# Butterscotch had triplets!



## Crystal (Jan 20, 2013)

We had a hard delivery. First little one was butt first and stuck. We had to pull him. He was dead & half the size of his brother & sister. The boy is named Bulls eye & the girl is dandelion. She is the buckskin.


----------



## Darlaj (Dec 10, 2013)

Sorry bout baby but the other two are to die for


----------



## kccjer (Jan 27, 2012)

Cute babies...so sorry about the 1st one


----------



## Crystal (Jan 20, 2013)

Thanks I've been wanting this doe and they finally sold her to me.
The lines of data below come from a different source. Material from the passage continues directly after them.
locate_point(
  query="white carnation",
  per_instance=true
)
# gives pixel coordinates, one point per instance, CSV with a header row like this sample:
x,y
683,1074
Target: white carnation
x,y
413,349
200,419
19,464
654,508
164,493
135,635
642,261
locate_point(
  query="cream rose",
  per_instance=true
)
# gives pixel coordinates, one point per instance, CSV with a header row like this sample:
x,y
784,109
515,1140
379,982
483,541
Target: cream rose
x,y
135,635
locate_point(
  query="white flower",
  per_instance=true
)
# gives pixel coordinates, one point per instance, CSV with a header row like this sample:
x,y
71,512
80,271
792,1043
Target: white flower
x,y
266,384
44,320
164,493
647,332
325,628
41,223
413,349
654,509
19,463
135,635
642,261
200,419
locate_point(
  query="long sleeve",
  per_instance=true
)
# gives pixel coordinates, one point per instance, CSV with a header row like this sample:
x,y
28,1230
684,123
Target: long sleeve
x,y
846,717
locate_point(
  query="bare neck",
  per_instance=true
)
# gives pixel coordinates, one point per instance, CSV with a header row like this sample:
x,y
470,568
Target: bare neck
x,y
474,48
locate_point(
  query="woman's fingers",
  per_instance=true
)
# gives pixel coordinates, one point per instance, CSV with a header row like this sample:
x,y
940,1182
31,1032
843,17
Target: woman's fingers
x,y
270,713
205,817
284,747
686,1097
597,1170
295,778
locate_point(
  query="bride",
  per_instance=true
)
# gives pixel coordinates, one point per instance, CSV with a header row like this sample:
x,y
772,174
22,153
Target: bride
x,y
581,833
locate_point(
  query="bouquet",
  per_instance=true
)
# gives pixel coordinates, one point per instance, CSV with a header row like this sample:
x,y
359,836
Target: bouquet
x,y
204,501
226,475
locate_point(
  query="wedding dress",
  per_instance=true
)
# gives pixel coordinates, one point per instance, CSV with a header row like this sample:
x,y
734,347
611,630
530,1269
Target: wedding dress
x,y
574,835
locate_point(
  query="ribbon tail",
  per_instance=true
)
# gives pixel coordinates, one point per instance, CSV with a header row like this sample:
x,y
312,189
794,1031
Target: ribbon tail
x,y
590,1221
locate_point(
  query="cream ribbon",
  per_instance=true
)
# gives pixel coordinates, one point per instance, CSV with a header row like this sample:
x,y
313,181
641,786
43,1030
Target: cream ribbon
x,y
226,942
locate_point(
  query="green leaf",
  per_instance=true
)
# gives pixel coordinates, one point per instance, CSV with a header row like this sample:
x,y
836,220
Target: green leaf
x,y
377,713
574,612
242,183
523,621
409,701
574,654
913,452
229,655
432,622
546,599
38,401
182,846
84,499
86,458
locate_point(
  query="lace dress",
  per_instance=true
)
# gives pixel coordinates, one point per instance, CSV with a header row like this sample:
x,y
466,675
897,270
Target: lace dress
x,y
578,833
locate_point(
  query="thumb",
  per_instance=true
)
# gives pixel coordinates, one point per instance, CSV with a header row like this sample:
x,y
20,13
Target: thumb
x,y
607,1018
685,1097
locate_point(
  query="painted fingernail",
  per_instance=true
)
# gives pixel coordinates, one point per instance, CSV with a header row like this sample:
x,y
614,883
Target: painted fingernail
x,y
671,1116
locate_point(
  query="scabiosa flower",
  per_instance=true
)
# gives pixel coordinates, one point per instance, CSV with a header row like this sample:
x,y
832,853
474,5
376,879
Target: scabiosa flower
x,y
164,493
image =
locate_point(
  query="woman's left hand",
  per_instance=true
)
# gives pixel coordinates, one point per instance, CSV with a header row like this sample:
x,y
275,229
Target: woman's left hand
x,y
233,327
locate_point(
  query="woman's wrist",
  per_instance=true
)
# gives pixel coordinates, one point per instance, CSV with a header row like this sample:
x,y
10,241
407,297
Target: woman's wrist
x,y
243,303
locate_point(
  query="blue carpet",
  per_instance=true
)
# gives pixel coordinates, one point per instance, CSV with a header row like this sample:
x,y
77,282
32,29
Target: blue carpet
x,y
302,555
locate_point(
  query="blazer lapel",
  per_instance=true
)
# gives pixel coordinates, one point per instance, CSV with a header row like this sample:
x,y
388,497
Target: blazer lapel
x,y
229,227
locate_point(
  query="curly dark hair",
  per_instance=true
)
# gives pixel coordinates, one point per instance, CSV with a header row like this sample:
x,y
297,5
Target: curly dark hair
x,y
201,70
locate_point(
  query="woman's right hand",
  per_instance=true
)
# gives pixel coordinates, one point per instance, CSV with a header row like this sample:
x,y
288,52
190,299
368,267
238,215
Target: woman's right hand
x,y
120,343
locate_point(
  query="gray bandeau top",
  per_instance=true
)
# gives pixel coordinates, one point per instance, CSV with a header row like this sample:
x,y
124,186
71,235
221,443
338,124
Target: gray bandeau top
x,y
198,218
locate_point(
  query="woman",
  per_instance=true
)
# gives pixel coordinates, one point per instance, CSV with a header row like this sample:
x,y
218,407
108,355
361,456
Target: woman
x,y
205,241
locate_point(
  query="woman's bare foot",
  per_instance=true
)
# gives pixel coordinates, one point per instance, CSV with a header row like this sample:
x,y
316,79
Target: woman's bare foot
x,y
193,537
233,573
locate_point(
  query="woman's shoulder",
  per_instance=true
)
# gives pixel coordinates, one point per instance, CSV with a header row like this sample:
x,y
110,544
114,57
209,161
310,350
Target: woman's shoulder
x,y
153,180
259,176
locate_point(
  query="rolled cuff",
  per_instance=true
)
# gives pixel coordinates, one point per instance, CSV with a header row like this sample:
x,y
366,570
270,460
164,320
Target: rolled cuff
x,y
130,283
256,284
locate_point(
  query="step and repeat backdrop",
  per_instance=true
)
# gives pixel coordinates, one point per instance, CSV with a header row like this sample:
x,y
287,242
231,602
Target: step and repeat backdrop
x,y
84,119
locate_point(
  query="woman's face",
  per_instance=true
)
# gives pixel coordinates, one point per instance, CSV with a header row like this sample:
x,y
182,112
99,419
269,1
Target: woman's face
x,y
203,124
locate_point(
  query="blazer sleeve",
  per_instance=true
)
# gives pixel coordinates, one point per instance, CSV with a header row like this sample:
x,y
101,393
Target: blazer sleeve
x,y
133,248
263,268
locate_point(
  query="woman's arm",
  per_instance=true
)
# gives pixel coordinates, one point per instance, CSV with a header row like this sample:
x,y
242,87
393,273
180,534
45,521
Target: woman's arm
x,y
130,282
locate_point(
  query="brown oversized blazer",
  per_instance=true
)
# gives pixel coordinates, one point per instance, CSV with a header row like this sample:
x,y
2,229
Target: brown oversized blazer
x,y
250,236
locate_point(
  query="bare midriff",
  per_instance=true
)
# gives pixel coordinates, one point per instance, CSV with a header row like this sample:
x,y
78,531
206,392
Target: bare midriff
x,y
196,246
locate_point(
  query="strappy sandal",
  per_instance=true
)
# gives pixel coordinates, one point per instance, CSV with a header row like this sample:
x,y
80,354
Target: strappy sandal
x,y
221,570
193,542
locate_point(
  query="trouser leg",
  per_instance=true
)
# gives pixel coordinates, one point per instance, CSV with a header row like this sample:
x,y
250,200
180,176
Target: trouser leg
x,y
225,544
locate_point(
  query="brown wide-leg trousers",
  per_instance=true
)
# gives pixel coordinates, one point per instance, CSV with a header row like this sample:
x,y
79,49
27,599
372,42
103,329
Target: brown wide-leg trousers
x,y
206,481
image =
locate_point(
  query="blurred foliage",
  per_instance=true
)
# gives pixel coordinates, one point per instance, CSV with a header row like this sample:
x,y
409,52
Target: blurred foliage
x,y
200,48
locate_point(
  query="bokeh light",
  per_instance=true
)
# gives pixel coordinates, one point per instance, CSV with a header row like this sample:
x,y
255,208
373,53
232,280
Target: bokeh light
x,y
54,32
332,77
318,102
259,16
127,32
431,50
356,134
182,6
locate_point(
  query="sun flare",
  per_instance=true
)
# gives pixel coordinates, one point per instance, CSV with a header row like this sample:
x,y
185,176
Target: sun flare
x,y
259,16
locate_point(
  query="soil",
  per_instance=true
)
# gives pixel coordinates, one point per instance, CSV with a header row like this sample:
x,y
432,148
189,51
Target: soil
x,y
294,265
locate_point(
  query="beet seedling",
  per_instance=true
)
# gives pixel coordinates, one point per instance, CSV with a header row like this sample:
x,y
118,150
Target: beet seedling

The boy I lost looked just like mommy. My nephew claimed Bulls eye. We will wether him and let him show him.


----------



## Niginewbie (Oct 28, 2013)

They are precious!


----------



## maple hill farm tina (Mar 14, 2010)

Very, very cute. So sorry you lost one.


----------



## LuvMyNigies (Sep 14, 2013)

So sorry to hear about the one you lost, but the others are super precious! We just had our first set of kids too and we just love to see pictures of others!!


----------



## toth boer goats (Jul 20, 2008)

Sorry for the loss, but look at those other cute babies, congrats.


----------



## recentcoin (Jan 5, 2014)

The suvivors are adorable. Enjoy them.

Sent from my SM-P600 using GoatSpot


----------



## NyGoatMom (Jan 26, 2013)

Congrats! Sorry you had one stillborn  But the others are really cute!


----------



## HoosierShadow (Apr 20, 2010)

Awww they are adorable, love the coloring!!! Very sorry for the one you lost


----------